I remember that somewhere around late middle school to early high school, back when I thought that I would actually achieve something by 25, I had this idea to write a song about how Fashion and Fascism were virtually the same. Draped in a leather trench coat, sporting hair below my waist, and mixing various shirts my mom felt flattered by rotund torso with band tees and black jeans, I suppose that I may have been the perfect awkward candidate. It was to be missal to all teenagers and twenty-somethings imprisoned in the gyves of popular culture: an anthem for those fleeing its yoke. After all, weren't the Nazis' uniforms pretty sleek? Fashion! Checkmate.

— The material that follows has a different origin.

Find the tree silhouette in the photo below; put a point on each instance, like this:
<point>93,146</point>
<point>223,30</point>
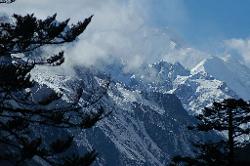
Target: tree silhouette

I never fit into any particular clique in high school. Sure, I listened to Metal, had long hair, and wore a trench coat; but I liked to smile, be silly, and was religious, so I didn't really fit in completely with the Freaks. I loved the Internet, books, science fiction, and fantasy; but I was horrible at science and mathematics, and didn't really play any video games except for Age of Empires and GoldenEye, so I was not a solid nerd. By the end of my high school career, I was even on good terms with the preps and suburban thugs. The assortment of kids I did hang out with were similar, having nowhere better to sit at lunch or breakfast — not so much outcasts as loose ends. In middle school, we had come to name ourselves The Reject Table, and even drafted a constitution/manifesto of sorts, at one point going so far as to exiling a member to what we called The Reject Reject Table; the high school equivalent, however, was much more amorphous and carried no such fidelity.

I saw that the multitude formed a rigid construct of darkness, writhing blinded and motionless in its own labyrinth. We imposed self-segregation, and our balkanisation had led to docility, and the docility to the devolution of civilisation. The divide was clear, but I never had any real ambitions of saving them. The goal had always been to rage forth, assaulting their groomed and manicured sensibilities with a simple plan:
  1. Form a band;
  2. Get famous;
  3. Get on an MTV awards show;
  4. Play 'Fashion Is Fascism'.
They'd laughed at me because I was different, so now I would laugh at them because they were the same! I think that 14-year old me would be stupefied as to why such a simple plan never panned out. After all, how hard could it be to get famous? But I never foresaw the obvious: that I and those like me are the punchline of the human condition.

Perhaps there was something to my angst.